Como o ataque à imprensa serve a projetos de viés autoritário, a violência contra jornalistas é um importante marcador para saber a quantas anda a saúde de uma democracia: quanto mais ocorrências, mais frágil democraticamente tende a ser o país analisado. Nesse quesito, a situação do Brasil não é nada boa.

A Classificação Mundial da Liberdade de Imprensa em 2020 (Repórteres Sem Fronteiras) nos coloca em 107º lugar em uma lista de 180 países liderada pela Noruega. Caímos duas posições em relação a 2019 e continuamos distantes do vizinho mais bem classificado, o Uruguai (19º). Isso se deve aos 580 casos de hostilidade à imprensa registrados ano passado, com perfil delimitado em termos de autoria, ambiente e viés sexista: 85% das agressões foram realizadas pelo presidente Jair Bolsonaro (19%) e seus filhos (66%), sobretudo pelo Twitter (408), sendo mulheres jornalistas o alvo preferencial.

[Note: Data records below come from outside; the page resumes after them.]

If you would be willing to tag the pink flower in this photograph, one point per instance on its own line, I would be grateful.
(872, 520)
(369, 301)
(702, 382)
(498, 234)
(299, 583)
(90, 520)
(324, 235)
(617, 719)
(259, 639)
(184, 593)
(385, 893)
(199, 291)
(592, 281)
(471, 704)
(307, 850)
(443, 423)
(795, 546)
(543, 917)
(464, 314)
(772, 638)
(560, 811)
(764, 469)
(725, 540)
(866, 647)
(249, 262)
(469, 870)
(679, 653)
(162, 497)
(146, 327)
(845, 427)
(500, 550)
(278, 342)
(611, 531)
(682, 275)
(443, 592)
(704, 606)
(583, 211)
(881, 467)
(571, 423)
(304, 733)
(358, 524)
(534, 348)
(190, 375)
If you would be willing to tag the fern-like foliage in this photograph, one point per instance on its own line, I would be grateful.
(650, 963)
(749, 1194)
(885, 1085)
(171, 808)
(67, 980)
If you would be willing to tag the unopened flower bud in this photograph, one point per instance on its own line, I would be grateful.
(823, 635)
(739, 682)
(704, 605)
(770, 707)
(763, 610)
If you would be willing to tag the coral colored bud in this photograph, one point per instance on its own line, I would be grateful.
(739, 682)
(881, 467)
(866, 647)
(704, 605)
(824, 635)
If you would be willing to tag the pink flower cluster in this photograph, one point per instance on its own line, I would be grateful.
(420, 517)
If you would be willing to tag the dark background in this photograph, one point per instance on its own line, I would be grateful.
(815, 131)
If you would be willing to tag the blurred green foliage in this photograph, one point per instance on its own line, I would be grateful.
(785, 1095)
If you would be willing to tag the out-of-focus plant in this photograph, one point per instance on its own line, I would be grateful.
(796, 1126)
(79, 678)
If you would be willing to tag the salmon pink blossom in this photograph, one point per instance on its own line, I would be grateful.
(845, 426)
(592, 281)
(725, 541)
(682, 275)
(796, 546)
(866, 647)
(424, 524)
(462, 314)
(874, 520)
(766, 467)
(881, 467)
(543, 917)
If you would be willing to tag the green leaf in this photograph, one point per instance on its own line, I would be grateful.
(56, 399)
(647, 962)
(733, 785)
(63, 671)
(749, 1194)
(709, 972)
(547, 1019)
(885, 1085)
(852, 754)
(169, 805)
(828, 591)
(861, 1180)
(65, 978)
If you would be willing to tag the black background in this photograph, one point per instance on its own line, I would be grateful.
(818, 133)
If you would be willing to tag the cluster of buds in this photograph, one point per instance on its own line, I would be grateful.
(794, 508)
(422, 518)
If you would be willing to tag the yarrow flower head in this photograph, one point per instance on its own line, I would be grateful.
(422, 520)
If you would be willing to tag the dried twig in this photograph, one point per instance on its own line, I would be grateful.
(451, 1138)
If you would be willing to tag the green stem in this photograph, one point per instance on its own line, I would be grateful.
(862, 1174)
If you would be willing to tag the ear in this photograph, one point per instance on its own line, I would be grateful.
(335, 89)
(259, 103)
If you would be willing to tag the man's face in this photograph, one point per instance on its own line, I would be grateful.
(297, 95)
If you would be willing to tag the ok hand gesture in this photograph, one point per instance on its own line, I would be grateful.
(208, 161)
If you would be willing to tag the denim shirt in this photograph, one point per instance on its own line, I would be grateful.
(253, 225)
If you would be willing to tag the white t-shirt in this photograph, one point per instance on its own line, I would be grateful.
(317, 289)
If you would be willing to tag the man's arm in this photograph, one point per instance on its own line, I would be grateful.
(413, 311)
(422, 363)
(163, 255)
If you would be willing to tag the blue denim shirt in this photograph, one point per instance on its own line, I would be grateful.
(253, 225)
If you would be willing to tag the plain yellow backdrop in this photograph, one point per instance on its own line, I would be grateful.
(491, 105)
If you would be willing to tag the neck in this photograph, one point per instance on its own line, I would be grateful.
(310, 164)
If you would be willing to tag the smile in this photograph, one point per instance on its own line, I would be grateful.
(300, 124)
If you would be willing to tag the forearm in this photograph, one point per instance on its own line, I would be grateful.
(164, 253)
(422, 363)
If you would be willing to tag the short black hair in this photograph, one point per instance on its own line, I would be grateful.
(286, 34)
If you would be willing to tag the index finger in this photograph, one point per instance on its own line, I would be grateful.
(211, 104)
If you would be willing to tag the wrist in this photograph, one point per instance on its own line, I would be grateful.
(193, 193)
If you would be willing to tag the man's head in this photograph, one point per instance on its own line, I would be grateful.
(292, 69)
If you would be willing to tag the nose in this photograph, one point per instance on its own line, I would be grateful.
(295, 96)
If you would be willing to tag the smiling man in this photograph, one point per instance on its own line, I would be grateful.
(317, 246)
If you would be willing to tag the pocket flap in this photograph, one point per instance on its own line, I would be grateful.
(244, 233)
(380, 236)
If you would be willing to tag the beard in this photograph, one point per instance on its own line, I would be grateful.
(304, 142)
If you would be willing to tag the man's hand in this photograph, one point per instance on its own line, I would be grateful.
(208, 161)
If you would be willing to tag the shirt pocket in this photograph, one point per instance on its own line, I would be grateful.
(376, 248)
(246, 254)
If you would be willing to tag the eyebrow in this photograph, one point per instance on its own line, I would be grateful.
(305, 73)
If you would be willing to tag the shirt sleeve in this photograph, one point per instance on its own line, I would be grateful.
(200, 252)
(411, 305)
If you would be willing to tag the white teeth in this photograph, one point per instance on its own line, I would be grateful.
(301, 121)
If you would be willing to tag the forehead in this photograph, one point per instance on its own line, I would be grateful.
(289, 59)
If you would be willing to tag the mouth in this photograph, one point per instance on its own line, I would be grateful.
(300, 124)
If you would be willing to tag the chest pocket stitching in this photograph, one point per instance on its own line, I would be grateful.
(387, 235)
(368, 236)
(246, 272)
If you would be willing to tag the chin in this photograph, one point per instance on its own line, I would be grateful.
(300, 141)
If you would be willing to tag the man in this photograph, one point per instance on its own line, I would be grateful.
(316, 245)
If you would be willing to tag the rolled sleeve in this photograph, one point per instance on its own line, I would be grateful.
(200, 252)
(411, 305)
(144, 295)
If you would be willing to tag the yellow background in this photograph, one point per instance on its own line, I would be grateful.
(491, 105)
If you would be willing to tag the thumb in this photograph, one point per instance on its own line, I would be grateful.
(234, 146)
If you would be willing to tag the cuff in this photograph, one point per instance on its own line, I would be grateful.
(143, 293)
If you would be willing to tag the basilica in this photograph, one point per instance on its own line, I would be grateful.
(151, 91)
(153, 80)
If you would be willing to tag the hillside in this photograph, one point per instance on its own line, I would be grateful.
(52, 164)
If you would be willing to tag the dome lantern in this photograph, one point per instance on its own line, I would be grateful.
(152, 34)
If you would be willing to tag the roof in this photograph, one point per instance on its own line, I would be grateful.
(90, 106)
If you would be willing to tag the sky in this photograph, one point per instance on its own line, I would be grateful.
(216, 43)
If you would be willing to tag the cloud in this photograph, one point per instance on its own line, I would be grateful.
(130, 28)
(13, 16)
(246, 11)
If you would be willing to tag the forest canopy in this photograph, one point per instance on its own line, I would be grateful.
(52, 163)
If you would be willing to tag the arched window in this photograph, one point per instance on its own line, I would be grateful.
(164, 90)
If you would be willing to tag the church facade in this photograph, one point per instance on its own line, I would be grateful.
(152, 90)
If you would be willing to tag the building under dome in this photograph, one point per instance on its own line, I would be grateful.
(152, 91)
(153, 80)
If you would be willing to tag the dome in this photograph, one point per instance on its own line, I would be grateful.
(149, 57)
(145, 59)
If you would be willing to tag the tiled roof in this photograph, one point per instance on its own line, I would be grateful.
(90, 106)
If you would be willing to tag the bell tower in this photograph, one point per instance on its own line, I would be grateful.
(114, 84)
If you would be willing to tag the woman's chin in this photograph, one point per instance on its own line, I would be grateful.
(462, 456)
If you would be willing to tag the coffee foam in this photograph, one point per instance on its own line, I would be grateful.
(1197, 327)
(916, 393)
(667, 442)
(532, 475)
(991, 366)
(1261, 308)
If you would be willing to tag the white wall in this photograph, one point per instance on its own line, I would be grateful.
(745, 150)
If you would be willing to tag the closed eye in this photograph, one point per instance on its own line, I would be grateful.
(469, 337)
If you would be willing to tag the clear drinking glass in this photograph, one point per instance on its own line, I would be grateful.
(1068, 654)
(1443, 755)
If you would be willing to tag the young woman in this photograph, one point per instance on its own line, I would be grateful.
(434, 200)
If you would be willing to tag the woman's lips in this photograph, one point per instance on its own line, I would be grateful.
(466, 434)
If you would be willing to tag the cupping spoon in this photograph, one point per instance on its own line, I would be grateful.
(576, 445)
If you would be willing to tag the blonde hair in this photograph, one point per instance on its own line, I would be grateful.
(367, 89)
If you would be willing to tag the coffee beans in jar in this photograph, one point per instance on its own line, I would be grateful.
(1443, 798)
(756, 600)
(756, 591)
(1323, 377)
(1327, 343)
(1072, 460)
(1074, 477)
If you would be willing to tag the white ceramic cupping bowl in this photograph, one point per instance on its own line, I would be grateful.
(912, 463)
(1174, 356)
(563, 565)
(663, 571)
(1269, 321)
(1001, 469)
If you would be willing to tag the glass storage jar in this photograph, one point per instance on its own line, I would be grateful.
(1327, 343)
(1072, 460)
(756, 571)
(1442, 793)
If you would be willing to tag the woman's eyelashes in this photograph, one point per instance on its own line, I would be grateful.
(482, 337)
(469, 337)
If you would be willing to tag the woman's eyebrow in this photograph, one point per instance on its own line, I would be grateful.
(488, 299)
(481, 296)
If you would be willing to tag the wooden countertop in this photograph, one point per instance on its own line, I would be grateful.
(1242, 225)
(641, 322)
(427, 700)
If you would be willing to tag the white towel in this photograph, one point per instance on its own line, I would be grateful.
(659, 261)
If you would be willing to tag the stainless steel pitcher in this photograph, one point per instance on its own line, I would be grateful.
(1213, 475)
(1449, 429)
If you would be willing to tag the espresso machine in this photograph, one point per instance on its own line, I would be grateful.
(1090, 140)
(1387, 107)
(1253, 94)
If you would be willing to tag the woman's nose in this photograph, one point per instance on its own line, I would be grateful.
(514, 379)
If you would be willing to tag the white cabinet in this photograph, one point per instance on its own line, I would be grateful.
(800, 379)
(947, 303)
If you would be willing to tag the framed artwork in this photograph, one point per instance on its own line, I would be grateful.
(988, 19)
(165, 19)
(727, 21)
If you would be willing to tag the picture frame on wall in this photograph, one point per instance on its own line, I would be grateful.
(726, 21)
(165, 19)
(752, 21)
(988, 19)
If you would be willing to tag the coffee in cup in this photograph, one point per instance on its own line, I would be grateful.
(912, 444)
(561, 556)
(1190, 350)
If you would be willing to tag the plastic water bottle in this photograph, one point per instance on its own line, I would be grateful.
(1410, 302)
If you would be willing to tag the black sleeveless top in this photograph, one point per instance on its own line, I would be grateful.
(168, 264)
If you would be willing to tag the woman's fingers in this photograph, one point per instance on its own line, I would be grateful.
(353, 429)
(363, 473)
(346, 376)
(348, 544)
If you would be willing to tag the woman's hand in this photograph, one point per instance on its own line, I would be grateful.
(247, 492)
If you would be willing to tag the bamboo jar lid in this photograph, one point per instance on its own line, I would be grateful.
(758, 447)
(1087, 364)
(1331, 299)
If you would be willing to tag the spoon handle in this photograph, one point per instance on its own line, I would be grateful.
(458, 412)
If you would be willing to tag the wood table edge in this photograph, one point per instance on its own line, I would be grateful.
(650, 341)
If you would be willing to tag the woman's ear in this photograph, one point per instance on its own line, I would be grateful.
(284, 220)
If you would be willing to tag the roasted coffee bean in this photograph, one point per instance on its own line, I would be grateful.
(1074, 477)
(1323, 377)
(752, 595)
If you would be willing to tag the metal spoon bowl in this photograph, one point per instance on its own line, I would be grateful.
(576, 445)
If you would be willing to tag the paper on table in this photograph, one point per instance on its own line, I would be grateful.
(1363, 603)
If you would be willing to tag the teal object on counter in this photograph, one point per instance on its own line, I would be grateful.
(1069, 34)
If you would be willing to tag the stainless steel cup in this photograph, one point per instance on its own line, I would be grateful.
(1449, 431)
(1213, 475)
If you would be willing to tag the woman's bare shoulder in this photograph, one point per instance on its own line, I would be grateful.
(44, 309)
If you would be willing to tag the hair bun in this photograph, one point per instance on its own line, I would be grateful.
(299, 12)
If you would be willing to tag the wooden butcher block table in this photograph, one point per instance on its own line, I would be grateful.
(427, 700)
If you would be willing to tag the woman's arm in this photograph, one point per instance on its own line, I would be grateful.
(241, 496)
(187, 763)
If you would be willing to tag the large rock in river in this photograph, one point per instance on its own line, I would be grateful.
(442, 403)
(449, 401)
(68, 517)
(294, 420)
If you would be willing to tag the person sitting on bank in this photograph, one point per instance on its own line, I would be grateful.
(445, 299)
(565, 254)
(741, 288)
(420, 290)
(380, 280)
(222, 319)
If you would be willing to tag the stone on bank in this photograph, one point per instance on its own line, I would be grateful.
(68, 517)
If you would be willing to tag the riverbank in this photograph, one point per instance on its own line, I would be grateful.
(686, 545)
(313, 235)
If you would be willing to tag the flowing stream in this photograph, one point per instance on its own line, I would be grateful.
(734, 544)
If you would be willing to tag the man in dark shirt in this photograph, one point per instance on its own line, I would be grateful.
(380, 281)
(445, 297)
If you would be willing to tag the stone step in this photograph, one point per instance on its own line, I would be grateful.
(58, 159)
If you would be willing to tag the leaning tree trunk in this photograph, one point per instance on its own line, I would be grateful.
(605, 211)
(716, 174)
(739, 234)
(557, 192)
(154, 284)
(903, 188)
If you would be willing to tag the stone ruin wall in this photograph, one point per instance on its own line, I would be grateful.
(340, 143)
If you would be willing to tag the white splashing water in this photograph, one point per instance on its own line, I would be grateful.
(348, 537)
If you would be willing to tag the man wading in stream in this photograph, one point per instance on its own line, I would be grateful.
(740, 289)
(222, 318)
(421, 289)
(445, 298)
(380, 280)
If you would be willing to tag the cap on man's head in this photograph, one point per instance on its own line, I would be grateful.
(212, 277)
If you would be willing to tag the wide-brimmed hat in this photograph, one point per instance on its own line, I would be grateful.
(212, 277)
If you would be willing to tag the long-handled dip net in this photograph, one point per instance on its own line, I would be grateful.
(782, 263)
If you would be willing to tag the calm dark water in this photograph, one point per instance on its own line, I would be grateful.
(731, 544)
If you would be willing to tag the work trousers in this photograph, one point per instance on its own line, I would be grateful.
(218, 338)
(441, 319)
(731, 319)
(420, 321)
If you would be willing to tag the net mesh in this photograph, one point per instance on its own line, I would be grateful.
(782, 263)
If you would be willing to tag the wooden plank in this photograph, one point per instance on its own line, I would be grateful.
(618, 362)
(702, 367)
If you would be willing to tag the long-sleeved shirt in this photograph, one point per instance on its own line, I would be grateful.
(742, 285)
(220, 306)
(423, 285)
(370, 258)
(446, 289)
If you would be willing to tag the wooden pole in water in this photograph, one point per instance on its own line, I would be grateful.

O Relatório da Violência Contra Jornalistas e Liberdade de Imprensa no Brasil 2020 (Fenaj) apresenta cenário semelhante, com destaque ao expressivo aumento desse tipo de registro. Em 2018, foram 135 ataques a veículos de comunicação e a jornalistas; em 2019, 208 e, em 2020, 428 ocorrências, sendo Bolsonaro o responsável por 40,89% delas. O documento relata, ainda, 76 casos de censura na Empresa Brasil de Comunicação (EBC) e mais nove em outros veículos, bem como o aumento de 280% nos registros de agressões a jornalistas por apoiadores do presidente nas ruas e nas redes sociais.

Essa violência está inserida em um contexto mais amplo da chamada “crise da democracia”, termo no qual costuma estar implícito o adjetivo “liberal”. Dela emergem governos já classificados pela literatura mais recente, de Adam Przeworski a Wendy Brown, como de viés populista antidemocrático, ou iliberais, guiados por um niilismo do qual não escapam as liberdades de expressão e de imprensa. O Brasil tem se consolidado como mais um ponto dessa curva.

Frágeis democracias apresentam uma série de disfunções capazes de comprometer a liberdade de informação jornalística e, portanto, o chamado “mercado de ideias”, como agressões a comunicadores e a veículos de imprensa. Governantes podem incentivá-las ou coibi-las e, assim, decidir por fortalecer ou fragilizar o sistema democrático do seu país. Quanto a isso, parece não haver dúvidas sobre o caminho adotado pelo Brasil de Bolsonaro.

Juliano Domingues, jornalista, é doutor em Ciência Política e professor da Unicap.